Sister: “What’s everyone looking at?”

Boyfriend: “Nothing. So, aren’t you going to open your napkin and put it on your lap?”

(My sister thinks he’s teasing her in front of his family, so she refuses.)

Sister: “No. No I’m not.”

(As dinner progresses, everyone continues to stare at her.)

Sister: *wipes mouth with napkin without opening it*

Boyfriend’s kid sister: *starts laughing uncontrollably*

Sister: “What?! What’s so funny?”

(The kid sister spills her drink from laughing, and my sister automatically reaches to clean up the spill with her napkin.)

Boyfriend: “Oh, for God’s sake!”

(He snatches the napkin from her hand, opens it, and sets it on the table in front of her. Written on the napkin are the words, “Will you marry me?” My sister stares in shock, and then bursts into tears. An awkward silence descends until she buries her face in her boyfriend’s shoulder.)

Boyfriend’s father: “Um. Is that a yes, then?”

(My sister nods, crying too hard to talk. His father proceeds to bring out a cake that says “Congratulations Ashley and Larry!” as my sister continues to cry.)

Boyfriend’s father: “We had another cake that said ‘Thanks Anyway!’ just in case.”

Spare The Bod, Sell The Husband

| Romantic | October 26, 2011

(I have recently been diagnosed with breast cancer, and have just come home from the doctor. I’m in a state of information overload and am talking to my husband about all the surgical options presented (lumpectomy, mastectomy, etc). In all fairness, my husband has been super supportive, but this is not one of his finer moments.)

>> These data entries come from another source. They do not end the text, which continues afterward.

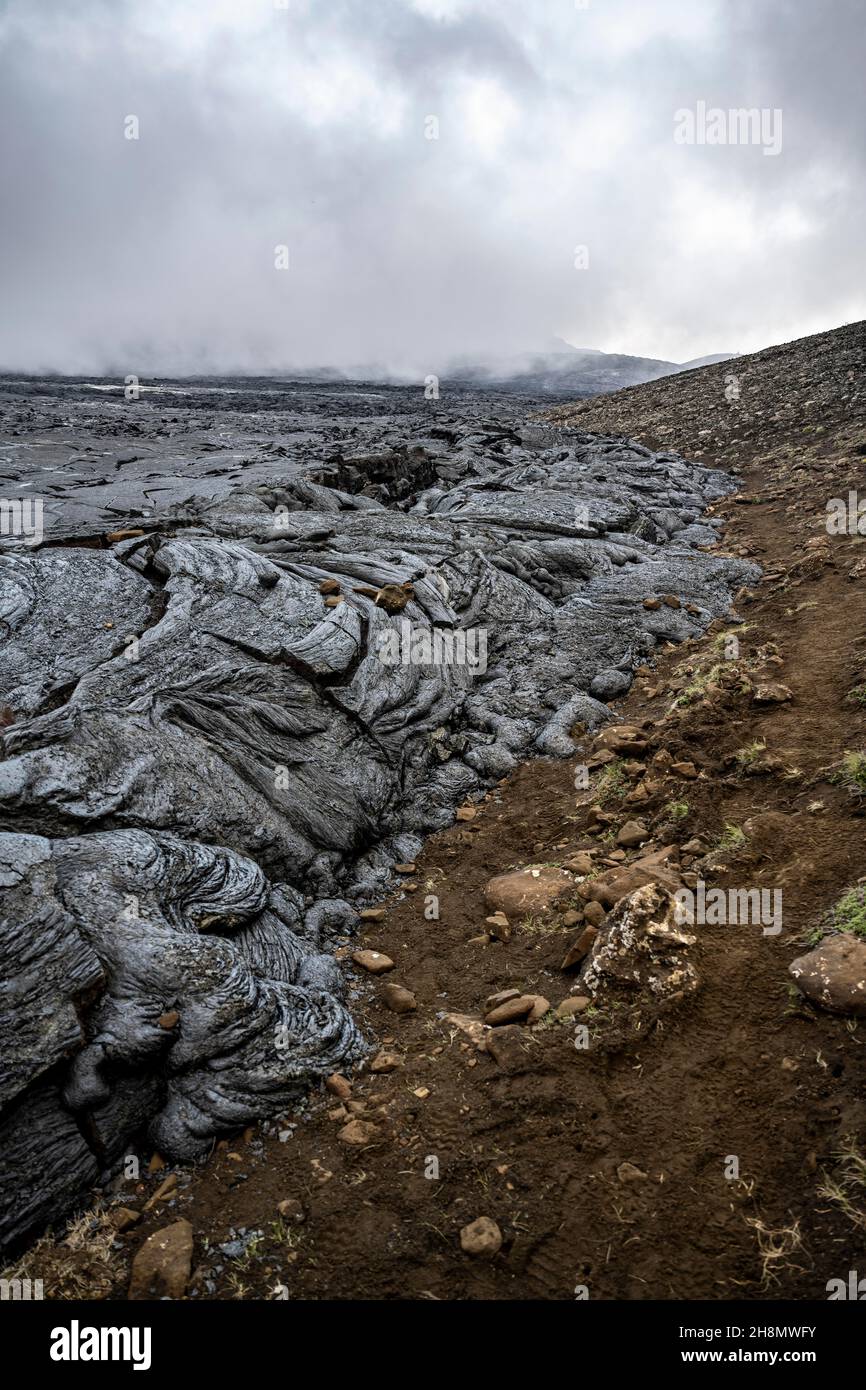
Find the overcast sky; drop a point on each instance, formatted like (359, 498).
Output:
(307, 127)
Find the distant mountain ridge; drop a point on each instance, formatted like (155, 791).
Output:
(577, 371)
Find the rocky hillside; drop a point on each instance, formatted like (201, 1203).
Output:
(616, 1007)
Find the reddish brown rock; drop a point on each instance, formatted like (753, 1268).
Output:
(399, 1000)
(510, 1011)
(580, 948)
(834, 975)
(163, 1264)
(527, 891)
(481, 1237)
(373, 962)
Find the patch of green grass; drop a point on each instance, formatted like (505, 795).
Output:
(612, 783)
(698, 684)
(851, 773)
(731, 837)
(850, 912)
(748, 756)
(535, 926)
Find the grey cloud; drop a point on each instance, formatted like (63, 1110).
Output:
(305, 127)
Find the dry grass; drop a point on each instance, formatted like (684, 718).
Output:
(82, 1264)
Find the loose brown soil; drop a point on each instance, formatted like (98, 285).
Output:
(742, 1068)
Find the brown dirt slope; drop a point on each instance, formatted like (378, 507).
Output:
(742, 1068)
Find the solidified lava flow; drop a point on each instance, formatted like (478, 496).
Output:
(263, 640)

Me: “I’m not sure what the best option is. It’s a big decision to make.”

Hubby: “Well, honey, whatever you feel right about. If a mastectomy is the best answer for your health, then go for it. You know I’m not a boob guy.”

Me: “Yes, lucky me. But just think babe: after the surgery, I’ll be able to get any kind of boobs I want.”

Hubby: “True. I’m just glad you don’t have butt cheek cancer. I do love your butt. I’d be sad if they had to do a butt-ectomy. Screw the boobs, save the butt!”

Me: “Nice babe, that’s great…”

Laughter (And Love) Is The Best Medicine

| Romantic | October 23, 2011

(I’ve been an insulin-dependent diabetic for 37 years, and for the first time I am facing the amputation of a toe. It should also be noted that my fiancée and I have gotten into the habit of cuddling just before drifting off to sleep. These cuddle sessions often become our time to discuss serious matters.)

Me: “So, it’s decided. This ulcer isn’t getting better. If anything, it’s getting worse. The tendons are gone inside the toe, which means I’m just waiting to accidentally stub the toe off. This would only mean a bigger mess and a more serious infection. On my next doctor visit, I’ll tell him it needs to come off.”

Fiancée: “It’s okay, baby. I understand…”

(She snuggles closer.)

Fiancée: “…and I’ll still love you if you can only count up to 19.”

(Suffice to say, we both ended our night with a great deal of laughing.)